The motor starts normally from a cold start. But after running for over 2 hrs at constant load, the soft starter trips on OLF Fault ( Motor Thermal Fault). During this time, the Motor Thermal State display shows continues rise in % Temp even if the current drawn is 21A only.

Is Soft Starter suitable for Sugar Grinding Mill Application? Or is there a parameter setting problem.

#2 marke


    Posting Freak

  • Moderator
  • PipPipPipPipPipPip
  • 2,639 posts
  • Gender:Male
  • Location:Christchurch, New Zealand

Posted 06 May 2007 - 09:05 AM

Hello viral

Welcome to the forum.

If you set the overload protection to 21 Amps, and run at 21 Amps, then I would expect that the modeled temperature would be close to tripping.

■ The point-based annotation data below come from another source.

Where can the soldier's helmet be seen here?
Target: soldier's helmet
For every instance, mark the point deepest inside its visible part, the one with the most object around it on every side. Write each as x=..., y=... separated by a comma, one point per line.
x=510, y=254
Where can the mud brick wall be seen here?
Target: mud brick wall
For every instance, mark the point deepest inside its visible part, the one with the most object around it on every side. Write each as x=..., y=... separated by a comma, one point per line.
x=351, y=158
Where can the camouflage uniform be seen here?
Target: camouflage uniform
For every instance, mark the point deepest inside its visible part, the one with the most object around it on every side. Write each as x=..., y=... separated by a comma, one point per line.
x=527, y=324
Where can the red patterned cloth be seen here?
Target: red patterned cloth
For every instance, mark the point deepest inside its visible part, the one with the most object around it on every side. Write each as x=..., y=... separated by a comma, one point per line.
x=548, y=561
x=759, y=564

If you have a transient load where the average current is 21 Amps, but the current is peaking at say 50% overload and 50% load, then although the average current is still 21 Amps, the modeled temperature will go high the the overload could trip.
This is because the heating in the stator winding is due to the copper loss which is a function of the power dissipated in the stator windings. Copper loss is a current squared function and the temperature is dependent on the average of the current squared.
If the current is 50% for half the time, and 150% for half the time, then the average current is 100%.
The average current squared (temperature) is 125% and the starter will trip. If you ran the motor continuously under these conditions, the motor would fail due to overheating!!
I suspect that the protection is responding to transient loading.

Make sure that the protection current is set to the motor rating, not the average current. If the overload continues to trip, then you should consider reducing the load on the motor, or increasing the motor size.